Przed mundialem opublikowano trenerską listę płac 32 uczestników i okazało się, że Herrera zarabia najmniej - po przeliczeniu niecałe 700 tysięcy złotych rocznie. Przy Fabio Capello, opiekunie Rosji, jest biedakiem, bo Włoch kasuje grubo ponad 30 mln zł rocznie.
Zobacz: Piłkarz Legii Warszawa dostał superprezent na mundial! [ZDJĘCIA]
- To najszczęśliwszy dzień w moim życiu - przyznał po pokonaniu Chorwatów Herrera. Ostatnio więcej kłopotów niż rywale na boisku sprawiła mu papuga, o którą zrobiła się awantura na cały Meksyk. Herrera wziął udział w reklamie firmy Segundamano, oferującej zakupy z drugiej ręki. Kupuje w niej papugę, która służy mu do obrażania sędziów, bo krzyczy do arbitrów "imbecyl". Problem polegał na tym, że ten gatunek jest zagrożony wyginięciem i na Herrerę posypały się gromy od organizacji walczących z nielegalną sprzedażą zwierząt.
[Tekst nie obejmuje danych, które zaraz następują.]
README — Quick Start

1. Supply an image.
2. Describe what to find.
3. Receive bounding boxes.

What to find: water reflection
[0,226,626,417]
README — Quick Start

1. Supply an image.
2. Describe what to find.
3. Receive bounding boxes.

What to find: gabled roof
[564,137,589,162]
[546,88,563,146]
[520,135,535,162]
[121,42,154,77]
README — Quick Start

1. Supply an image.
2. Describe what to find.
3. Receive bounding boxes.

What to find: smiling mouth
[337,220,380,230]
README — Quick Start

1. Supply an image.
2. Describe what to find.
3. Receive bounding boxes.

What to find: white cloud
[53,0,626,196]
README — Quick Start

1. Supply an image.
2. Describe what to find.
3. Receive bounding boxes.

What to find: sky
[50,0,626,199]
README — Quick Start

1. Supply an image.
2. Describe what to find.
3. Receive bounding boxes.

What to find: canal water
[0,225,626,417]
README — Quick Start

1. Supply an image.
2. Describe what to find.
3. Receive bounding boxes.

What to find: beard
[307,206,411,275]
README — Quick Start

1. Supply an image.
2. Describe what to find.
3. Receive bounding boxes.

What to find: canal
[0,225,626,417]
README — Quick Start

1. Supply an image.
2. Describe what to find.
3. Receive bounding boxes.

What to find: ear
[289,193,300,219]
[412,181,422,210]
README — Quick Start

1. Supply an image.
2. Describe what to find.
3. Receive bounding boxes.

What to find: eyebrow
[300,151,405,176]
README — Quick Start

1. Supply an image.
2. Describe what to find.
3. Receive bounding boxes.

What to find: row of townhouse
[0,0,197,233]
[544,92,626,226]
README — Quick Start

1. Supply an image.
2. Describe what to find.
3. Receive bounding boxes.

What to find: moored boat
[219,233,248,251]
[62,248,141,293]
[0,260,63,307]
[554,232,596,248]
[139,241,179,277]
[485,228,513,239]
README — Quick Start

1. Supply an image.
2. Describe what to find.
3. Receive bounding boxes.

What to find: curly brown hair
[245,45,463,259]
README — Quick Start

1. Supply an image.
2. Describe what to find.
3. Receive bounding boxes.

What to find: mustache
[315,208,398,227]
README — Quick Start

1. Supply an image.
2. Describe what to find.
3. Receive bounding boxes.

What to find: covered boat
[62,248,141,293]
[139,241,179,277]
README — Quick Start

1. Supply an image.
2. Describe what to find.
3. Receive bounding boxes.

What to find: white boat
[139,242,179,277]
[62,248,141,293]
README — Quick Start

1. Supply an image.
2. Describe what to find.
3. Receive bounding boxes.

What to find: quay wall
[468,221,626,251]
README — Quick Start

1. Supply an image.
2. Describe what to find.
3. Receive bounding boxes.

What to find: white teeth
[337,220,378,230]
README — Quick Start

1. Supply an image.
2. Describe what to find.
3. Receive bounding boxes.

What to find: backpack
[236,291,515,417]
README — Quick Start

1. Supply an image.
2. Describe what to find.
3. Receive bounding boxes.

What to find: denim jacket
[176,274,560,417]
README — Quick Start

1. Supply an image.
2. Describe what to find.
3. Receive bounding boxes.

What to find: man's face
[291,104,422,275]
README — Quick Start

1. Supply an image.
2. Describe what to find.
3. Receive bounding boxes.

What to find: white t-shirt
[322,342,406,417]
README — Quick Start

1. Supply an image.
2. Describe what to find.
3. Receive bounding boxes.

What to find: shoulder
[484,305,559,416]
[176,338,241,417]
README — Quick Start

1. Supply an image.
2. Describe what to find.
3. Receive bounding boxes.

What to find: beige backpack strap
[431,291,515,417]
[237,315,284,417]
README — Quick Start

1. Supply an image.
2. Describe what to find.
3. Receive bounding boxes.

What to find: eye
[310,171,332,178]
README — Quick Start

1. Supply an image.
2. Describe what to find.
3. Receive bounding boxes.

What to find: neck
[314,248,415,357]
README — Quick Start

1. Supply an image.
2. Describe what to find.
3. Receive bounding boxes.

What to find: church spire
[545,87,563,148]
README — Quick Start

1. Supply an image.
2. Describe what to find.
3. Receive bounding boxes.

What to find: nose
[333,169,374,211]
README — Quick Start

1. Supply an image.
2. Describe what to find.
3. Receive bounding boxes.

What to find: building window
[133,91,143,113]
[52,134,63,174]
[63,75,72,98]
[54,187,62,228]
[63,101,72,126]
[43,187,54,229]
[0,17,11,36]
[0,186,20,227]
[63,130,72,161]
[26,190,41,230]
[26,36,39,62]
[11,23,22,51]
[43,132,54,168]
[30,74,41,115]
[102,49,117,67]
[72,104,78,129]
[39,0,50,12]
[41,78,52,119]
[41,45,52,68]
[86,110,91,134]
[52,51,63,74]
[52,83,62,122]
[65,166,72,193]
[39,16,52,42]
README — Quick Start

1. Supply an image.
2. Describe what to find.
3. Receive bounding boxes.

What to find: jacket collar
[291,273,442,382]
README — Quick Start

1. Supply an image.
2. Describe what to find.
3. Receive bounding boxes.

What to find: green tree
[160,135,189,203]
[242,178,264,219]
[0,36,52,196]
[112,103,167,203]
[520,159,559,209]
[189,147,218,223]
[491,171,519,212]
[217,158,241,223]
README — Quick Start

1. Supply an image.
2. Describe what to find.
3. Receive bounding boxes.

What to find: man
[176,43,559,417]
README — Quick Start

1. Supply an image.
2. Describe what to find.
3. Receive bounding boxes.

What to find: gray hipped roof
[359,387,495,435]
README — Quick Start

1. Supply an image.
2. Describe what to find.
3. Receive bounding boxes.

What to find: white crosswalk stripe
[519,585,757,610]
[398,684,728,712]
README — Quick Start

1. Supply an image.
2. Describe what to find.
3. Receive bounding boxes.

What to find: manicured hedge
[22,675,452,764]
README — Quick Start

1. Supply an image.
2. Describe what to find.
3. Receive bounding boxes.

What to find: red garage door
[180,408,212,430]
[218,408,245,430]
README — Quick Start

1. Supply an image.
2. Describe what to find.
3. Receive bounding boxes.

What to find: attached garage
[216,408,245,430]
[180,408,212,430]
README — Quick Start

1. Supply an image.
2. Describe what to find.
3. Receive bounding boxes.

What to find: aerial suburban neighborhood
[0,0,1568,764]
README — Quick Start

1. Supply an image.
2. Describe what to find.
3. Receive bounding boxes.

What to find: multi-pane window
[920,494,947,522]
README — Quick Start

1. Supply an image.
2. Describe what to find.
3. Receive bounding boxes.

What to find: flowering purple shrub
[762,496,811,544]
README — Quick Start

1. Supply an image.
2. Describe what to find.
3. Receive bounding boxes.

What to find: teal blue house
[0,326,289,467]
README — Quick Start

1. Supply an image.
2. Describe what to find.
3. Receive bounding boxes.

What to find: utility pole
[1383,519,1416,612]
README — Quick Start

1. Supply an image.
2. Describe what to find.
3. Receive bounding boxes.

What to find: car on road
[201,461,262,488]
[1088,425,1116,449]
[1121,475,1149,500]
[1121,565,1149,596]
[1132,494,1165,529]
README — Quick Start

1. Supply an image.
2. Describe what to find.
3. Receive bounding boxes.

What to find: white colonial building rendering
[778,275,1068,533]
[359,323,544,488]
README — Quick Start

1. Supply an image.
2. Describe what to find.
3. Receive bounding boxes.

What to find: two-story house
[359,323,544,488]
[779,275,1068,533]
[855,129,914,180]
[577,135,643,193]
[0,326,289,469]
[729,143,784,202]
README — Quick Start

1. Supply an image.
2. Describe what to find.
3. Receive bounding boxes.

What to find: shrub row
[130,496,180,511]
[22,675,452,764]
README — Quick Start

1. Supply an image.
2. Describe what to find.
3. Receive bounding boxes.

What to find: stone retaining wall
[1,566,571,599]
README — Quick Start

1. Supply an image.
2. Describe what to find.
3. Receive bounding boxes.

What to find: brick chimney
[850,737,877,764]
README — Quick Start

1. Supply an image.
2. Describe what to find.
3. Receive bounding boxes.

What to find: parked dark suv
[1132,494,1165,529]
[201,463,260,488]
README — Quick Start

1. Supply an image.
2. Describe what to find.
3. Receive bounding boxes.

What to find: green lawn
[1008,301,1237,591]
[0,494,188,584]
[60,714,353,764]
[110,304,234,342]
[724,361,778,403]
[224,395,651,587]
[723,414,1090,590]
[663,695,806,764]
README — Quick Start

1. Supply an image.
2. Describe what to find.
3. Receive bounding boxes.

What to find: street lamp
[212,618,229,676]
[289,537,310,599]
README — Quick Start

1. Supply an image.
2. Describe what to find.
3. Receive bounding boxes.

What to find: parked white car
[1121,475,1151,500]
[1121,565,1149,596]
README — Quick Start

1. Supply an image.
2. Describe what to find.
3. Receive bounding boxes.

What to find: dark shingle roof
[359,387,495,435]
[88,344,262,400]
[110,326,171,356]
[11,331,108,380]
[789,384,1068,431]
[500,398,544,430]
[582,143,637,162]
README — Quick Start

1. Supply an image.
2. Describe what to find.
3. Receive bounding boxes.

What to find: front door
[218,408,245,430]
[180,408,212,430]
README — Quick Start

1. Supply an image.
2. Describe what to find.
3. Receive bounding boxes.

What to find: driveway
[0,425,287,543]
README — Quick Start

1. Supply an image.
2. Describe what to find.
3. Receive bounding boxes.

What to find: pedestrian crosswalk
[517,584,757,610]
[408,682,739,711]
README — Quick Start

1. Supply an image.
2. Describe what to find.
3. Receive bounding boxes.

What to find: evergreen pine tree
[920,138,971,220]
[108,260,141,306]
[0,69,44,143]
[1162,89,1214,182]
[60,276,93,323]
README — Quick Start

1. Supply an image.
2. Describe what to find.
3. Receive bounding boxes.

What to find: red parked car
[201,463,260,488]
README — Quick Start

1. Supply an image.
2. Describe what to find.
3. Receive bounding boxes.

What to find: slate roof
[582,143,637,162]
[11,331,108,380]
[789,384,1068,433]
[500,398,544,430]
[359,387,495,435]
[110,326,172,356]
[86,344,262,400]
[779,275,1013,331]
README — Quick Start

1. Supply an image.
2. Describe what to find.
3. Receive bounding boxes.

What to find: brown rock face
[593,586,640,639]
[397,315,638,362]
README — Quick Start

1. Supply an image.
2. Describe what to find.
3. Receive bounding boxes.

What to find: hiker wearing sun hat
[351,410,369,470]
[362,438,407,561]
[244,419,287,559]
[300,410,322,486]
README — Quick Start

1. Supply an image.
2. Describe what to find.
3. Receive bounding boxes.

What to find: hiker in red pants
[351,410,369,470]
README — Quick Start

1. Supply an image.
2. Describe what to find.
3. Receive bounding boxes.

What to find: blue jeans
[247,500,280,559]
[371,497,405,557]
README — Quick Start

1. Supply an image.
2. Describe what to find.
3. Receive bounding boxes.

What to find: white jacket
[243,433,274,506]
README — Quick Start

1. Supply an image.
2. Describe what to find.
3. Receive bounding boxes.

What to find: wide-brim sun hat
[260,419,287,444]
Szkoleniowiec nic sobie z tego nie robił, choć na mundialu musi sobie radzić (również z sędziami) bez papugi. Na razie wychodzi mu to jednak znakomicie. A w nagrodę pewnie i tak dostanie podwyżkę i nowy kontrakt. Meksykańska federacja jeszcze przed meczem z Chorwacją zapowiedziała przedłużenie jego umowy do 2018 roku.